How do you approach combining smutty sex with cultural anthropology and socioeconomic critique in your writing?

Out of all my books, I think this one is the least titillating! But I’ve always liked the idea of smashing it altogether. Pulp is an interesting model. I’ve been researching these books from the 20, 30s, 40s, and 50s. You really had to search through those books for the dirty parts.

I dislike BDSM erotica, for the most part. I guess the narrator and Barbra’s relationship in this book is somewhat sadomasochistic, but it’s very detached from the aesthetic of any dungeon. From what I do know about BDSM, people often have stuff they want to work through with sex. I think it’s really intelligent, this purposeful melding of the conscious and unconscious; how people consensually engage in this kind of play to deal with their stuff. In the case of the book, Barbra’s story is not just her story but a people’s story. She’s using sex for both power and catharsis on a personal and a national level.
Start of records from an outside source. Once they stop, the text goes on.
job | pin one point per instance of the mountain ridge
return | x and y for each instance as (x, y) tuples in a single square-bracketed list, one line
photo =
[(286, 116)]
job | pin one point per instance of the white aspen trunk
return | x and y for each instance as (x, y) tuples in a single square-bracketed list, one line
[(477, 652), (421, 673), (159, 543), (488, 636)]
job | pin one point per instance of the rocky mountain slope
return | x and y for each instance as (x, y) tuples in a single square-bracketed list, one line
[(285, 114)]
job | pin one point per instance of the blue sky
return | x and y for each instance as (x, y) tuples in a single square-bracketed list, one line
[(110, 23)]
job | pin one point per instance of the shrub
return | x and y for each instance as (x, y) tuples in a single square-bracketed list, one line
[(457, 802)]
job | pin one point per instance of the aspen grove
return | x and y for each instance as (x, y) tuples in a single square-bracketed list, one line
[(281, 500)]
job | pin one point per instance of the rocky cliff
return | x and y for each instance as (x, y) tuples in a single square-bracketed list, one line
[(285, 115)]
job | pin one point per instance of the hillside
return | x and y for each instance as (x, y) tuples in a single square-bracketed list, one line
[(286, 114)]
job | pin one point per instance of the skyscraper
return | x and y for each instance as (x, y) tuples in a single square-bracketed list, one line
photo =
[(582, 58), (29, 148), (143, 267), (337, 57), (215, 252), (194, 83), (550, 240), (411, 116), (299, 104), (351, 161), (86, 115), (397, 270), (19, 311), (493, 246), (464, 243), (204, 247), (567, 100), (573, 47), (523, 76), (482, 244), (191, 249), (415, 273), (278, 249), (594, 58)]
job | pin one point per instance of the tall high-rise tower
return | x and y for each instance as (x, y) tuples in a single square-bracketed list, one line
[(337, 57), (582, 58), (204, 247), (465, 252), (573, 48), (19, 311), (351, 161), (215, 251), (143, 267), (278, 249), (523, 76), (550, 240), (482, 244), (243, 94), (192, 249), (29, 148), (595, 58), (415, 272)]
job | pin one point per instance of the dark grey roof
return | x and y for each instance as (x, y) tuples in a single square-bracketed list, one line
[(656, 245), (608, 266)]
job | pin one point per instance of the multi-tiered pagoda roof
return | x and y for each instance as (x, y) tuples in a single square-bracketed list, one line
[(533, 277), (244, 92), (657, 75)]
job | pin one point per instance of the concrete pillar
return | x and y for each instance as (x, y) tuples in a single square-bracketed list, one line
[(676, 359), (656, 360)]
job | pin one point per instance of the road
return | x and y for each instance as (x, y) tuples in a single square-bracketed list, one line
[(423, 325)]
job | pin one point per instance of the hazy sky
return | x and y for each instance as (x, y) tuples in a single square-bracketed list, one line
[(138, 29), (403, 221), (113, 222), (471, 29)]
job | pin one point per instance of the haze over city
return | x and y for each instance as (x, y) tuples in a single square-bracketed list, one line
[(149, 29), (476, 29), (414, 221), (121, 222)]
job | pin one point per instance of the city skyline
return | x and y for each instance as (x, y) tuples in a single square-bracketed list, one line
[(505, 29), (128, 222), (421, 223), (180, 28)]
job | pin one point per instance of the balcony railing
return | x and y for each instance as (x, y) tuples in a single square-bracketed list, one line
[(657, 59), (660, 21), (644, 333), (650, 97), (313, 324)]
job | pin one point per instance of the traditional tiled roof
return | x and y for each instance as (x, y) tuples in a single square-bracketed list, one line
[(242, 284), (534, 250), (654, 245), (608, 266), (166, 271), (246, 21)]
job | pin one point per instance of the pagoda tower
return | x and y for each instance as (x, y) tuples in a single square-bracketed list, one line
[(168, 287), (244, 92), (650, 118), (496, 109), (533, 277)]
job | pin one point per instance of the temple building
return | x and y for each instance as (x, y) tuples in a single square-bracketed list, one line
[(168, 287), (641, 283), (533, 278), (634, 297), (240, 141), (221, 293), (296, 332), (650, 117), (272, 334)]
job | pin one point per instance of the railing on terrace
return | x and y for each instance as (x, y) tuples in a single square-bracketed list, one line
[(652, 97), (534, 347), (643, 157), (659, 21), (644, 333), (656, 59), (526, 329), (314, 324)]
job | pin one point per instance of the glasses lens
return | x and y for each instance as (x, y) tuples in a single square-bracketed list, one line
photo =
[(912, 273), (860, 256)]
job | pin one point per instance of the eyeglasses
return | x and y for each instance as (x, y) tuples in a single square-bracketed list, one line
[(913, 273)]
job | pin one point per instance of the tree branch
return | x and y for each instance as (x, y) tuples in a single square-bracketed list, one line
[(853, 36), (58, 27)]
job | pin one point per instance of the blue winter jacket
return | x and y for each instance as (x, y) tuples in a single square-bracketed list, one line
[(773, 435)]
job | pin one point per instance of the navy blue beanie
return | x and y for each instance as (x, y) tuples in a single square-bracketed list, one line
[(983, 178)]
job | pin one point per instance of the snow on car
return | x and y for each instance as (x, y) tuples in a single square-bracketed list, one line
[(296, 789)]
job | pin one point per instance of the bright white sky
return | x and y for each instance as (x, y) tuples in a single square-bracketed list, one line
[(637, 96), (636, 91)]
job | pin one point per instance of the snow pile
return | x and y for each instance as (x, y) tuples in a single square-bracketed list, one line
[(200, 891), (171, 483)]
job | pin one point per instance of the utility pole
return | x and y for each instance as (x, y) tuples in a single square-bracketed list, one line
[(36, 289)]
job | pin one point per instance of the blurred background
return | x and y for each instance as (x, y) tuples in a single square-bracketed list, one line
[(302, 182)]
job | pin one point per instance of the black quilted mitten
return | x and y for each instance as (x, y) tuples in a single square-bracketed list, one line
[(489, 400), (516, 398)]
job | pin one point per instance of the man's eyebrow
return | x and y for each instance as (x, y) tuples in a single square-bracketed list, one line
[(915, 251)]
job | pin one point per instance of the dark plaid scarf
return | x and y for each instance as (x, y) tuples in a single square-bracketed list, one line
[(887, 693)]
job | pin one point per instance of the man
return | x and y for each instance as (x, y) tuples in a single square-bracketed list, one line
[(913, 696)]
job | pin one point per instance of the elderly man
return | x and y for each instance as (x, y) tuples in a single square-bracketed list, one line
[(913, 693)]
I read that you started out writing for porn?

Yes, I wrote for these pulpy magazines with some porno pictures but mostly it was just text. The internet existed when I started writing for these magazines but of course it wasn’t the same as it is now—rife with porn. I got this job answering an ad at the back of Mirror Magazine in Montreal from a company in Hudson, Quebec. I worked for them for a long time, about four years, from the time I graduated undergrad until I was about 25 or 26. I’d write these porno stories about half the day because the money was good enough that I didn’t need to do it the entire day. But still there was this feeling after a while, “Oh my god, I’m going to go insane writing these.” I started to get too violent, too extreme. My stories started getting rejected from the company. It was like too much period blood everywhere all over the place. And that’s what Lie With Me, my first book, grew out of. I never wrote fiction before these stories. Maybe that’s why my fiction is so unsteady, or distorted—because there’s reams of porn underneath.